Loretta Sage (Sandra Bullock), solitaria scrittrice di successo, ha trascorso la sua carriera scrivendo popolari romanzi d’amore e di avventure. Il protagonista dei suoi racconti è il bellissimo modello di copertina Alan (Channing Tatum), che nelle pagine di questi libri incarna l’eroe “Dash”. Mentre è in tour per promuovere il suo nuovo libro con Alan, Loretta viene rapita da un eccentrico miliardario (Daniel Radcliffe), convinto che lei possa condurlo al tesoro dell’antica città perduta, descritta così bene nel suo romanzo.
Alan, spinto dalla voglia di dimostrare a tutti che può essere un eroe anche nella vita reale, si mette in viaggio per salvarla. Coinvolta in un’epica avventura nella giungla, l’improbabile coppia sarà costretta ad andare d’accordo per sopravvivere, ma soprattutto per trovare l’antico tesoro prima che sia perso per sempre.
The Lost City è un esempio di adventure comedy in grado di coniugare risate a crepapelle e situazioni demenziali in contesto esotico, divertendo molto e soprattutto muovendosi con scioltezza e senso del ritmo tra personaggi volutamente bidimensionali e suggestioni letterarie che transitano direttamente in delle incarnazioni cinematografiche, sottolineando con giocosità ludica questo passaggio di testimone.
Il film riesce infatti a tenere insieme tutti i suoi riferimenti con una gioia irriverente e scanzonata che è abbastanza rara per questo tipo di blockbuster, nei quali di solito l’elemento avventuroso e quello più sboccatamente comicarolo tendono a mal servirsi a vicenda e ad inciampare nei reciproci, abbozzati limiti.
A questo giro invece si respira un gusto per l’assurdo che riesce a trascinare con sé – e a far deflagrare – l’elemento archetipico della guerra dei sessi, guardando nelle premesse e con spirito tamarro al modello aureo de All’inseguimento della pietra verde e colpendo sotto la cintura limiti e idiozie di entrambi le parti in causa, tanto della scrittrice sulla carta sofisticata (e in grado perfino di leggere i geroglifici) quanto del modello tutto muscoli, interpretati con sorniona auto-ironia e generosa aderenza alla causa tanto dalla Bullock quanto da Tatum.

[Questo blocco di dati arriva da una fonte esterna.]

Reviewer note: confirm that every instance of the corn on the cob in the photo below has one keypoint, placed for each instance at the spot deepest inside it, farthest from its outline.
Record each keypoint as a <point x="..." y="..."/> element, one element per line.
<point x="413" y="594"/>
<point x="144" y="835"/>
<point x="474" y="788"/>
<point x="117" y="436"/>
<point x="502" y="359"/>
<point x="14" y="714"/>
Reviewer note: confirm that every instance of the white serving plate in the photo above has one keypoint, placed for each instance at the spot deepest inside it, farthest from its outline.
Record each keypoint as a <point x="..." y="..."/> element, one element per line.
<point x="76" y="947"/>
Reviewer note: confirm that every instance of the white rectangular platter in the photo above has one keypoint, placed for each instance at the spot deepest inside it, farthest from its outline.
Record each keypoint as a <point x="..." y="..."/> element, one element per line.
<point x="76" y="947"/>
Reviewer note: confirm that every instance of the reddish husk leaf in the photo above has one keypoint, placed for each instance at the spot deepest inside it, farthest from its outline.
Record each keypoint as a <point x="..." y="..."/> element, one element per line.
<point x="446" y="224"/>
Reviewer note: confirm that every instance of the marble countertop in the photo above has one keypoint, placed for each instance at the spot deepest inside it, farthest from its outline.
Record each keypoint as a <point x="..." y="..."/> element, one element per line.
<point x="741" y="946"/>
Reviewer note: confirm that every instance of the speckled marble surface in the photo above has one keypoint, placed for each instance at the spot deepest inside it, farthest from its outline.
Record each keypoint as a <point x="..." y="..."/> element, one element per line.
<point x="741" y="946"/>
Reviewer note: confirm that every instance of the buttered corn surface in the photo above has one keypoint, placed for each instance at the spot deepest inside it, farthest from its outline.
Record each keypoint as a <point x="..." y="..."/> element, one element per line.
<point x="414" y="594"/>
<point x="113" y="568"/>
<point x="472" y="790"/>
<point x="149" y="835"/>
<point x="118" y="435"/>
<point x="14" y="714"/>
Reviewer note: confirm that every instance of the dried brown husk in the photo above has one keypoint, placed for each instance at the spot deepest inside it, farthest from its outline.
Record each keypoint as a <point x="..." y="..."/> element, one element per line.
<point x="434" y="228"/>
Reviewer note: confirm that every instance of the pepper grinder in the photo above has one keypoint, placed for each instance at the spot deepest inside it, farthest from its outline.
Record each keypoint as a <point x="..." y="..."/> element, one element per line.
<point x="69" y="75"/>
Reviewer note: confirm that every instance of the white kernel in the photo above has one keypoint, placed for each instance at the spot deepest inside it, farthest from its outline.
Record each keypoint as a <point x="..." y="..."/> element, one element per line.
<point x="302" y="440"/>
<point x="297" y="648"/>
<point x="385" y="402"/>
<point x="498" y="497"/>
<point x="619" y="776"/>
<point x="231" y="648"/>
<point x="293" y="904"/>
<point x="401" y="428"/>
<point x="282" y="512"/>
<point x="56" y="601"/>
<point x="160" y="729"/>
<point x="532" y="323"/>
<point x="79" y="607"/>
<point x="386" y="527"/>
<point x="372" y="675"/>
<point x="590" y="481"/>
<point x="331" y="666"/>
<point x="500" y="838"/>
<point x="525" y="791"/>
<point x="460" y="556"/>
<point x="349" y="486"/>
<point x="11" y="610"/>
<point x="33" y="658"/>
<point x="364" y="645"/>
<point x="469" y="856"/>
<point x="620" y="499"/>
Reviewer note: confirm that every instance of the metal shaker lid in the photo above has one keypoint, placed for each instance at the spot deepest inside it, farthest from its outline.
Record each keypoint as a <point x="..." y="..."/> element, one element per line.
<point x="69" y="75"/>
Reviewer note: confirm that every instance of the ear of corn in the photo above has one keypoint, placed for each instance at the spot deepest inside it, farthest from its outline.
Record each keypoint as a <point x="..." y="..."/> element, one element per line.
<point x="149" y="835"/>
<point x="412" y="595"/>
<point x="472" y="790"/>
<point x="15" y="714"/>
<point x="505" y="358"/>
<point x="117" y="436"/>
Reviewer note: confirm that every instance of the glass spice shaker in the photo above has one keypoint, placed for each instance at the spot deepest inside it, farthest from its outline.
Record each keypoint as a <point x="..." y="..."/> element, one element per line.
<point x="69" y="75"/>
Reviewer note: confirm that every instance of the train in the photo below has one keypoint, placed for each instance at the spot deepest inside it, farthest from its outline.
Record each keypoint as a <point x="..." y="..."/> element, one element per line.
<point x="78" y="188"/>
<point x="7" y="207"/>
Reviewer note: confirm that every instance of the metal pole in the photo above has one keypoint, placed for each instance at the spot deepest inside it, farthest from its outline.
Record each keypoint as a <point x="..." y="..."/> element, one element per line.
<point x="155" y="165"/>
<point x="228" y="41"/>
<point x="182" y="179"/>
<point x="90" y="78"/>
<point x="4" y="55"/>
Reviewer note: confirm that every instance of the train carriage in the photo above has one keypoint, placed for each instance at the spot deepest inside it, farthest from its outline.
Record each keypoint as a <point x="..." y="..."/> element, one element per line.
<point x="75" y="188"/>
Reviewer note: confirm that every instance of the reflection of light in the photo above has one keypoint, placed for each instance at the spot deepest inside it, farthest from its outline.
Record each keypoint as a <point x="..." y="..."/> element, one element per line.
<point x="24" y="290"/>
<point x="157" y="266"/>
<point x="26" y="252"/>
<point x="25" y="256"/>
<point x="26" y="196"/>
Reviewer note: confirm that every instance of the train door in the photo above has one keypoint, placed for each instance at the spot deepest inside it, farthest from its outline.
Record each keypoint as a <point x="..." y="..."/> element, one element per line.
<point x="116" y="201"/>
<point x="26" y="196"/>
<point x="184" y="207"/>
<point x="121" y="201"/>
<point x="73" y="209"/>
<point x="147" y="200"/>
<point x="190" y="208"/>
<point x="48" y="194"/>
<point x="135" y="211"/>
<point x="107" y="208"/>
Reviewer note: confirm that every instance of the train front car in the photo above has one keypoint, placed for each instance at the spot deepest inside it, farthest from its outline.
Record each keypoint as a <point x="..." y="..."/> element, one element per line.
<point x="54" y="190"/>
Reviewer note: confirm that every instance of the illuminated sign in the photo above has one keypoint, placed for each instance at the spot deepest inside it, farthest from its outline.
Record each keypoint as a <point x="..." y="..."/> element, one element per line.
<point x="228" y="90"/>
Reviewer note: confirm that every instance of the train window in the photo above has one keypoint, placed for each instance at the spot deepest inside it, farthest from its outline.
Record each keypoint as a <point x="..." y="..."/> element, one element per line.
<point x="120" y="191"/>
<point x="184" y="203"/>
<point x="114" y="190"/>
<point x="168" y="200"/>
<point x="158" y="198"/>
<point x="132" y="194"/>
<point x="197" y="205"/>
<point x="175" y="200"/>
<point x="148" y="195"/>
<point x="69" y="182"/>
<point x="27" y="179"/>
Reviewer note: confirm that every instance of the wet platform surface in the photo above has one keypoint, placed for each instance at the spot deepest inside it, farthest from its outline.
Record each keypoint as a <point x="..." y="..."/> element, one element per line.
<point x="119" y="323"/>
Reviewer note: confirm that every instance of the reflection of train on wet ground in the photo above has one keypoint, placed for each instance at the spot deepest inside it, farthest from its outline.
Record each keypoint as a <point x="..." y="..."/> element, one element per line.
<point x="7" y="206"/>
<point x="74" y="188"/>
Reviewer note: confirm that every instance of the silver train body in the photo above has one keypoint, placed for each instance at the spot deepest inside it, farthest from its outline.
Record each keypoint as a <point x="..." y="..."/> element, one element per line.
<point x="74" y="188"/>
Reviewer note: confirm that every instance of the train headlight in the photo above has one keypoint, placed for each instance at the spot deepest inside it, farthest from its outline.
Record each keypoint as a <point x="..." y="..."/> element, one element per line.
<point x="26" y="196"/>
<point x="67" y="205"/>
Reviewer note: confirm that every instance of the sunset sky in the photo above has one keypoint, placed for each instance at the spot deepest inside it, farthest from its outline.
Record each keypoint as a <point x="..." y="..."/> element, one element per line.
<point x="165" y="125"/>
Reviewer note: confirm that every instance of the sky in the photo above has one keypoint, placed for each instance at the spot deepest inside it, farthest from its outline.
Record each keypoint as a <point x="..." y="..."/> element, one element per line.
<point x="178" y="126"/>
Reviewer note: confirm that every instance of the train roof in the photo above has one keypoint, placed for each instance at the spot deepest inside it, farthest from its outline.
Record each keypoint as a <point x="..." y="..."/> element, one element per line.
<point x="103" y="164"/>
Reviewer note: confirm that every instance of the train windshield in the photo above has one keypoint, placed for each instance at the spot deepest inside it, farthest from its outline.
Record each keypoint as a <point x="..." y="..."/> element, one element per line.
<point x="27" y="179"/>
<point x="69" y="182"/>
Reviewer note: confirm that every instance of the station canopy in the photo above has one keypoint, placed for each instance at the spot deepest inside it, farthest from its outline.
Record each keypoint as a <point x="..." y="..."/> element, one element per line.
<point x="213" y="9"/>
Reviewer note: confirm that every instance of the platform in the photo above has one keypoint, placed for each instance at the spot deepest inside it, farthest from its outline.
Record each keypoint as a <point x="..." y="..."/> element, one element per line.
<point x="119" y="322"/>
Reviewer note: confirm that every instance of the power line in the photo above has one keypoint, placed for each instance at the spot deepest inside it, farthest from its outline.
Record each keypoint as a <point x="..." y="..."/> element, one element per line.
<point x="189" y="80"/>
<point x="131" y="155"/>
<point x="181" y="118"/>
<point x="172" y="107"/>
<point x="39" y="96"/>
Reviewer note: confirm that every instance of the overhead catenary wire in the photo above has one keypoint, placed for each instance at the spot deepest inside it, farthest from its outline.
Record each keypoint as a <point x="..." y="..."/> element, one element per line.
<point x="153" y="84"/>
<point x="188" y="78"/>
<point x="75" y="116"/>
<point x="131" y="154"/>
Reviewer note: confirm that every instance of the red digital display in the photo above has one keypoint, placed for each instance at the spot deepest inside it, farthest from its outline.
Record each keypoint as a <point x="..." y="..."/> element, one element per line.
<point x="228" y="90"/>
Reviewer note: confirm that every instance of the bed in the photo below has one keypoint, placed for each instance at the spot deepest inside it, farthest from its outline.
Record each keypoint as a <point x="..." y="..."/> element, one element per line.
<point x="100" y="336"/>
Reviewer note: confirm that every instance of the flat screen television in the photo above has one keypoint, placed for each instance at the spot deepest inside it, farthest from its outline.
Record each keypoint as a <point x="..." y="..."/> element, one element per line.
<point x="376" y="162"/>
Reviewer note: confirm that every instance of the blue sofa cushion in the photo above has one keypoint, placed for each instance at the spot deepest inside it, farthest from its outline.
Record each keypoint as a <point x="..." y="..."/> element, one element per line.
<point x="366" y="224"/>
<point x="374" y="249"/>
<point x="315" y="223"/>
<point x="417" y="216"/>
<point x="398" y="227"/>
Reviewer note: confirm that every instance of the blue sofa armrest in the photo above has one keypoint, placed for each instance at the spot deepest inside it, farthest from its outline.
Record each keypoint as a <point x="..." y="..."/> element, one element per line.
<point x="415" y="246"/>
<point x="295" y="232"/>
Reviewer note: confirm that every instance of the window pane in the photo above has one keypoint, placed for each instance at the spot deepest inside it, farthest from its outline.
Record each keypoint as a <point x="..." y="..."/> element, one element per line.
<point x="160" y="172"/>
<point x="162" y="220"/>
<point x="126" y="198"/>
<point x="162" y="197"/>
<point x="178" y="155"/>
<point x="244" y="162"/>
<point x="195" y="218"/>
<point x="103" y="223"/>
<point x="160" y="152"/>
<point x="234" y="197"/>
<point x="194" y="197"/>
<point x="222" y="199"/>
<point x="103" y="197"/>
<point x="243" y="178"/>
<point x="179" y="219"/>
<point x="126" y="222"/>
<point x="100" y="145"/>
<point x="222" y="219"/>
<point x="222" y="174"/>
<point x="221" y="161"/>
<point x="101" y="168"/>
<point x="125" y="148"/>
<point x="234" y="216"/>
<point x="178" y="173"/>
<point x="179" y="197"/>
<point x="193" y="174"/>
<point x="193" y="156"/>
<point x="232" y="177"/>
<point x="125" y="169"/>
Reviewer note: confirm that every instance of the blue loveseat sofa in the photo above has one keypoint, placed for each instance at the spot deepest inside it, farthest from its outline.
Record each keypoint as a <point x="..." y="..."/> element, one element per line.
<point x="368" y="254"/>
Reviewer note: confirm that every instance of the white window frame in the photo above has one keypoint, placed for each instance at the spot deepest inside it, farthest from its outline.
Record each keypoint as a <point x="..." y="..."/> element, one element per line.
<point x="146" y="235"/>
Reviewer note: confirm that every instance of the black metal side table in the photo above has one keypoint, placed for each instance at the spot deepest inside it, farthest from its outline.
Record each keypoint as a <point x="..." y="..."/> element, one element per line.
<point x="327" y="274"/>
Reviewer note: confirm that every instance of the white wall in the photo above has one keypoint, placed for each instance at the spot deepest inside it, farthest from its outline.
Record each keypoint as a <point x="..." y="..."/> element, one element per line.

Le schermaglie e i siparietti dei personaggi di contorno di The Lost City hanno il medesimo brio, da un Daniel Radcliffe alle prese con un villain improbabile che ce la mette tutta per sganciarsi di dosso definitivamente l’etichetta di eterno Harry Potter, aumentando i giri luciferini della sua recitazione per risultare allo stesso tempo impeccabile e fuori posto, a un Brad Pitt che presta volto e soprattutto corpo a un cameo virile da non perdere e dal ritmo indiavolato: un’apparizione nella quale a dettare legge sono il gusto della coreografia sempre più estrema e dello sberleffo tra il serio e il faceto a un’idea dinamitarda di mascolinità nei film action, che il personaggio di Alan si limita a contemplare e tentare di replicare goffamente (è probabilmente, in quanto a scatto brevilineo, la più efficace prova istrionica e allo stesso tempo black di Pitt dai tempi di Burn After Reading dei fratelli Coen).
Il senso di sorpresa convocato da tutti questi elementi perde un po’ di smalto alla distanza, eppure questa parodia sbeffeggiante dei film d’avventura diretta dai fratelli Aaron Nee e Adam Nee (anche sceneggiatore insieme a Dana Fox e Oren Uziel) mantiene intatto il proprio gusto nel valorizzare le singole situazioni per tirarne fuori tutto il possibile e tutto il risibile, a cominciare dalla sottotrama comica che coinvolge la manager di Loretta, Beth (Da’Vine Jay Randolph), e che avrebbe meritato perfino maggiore spazio e sviluppo.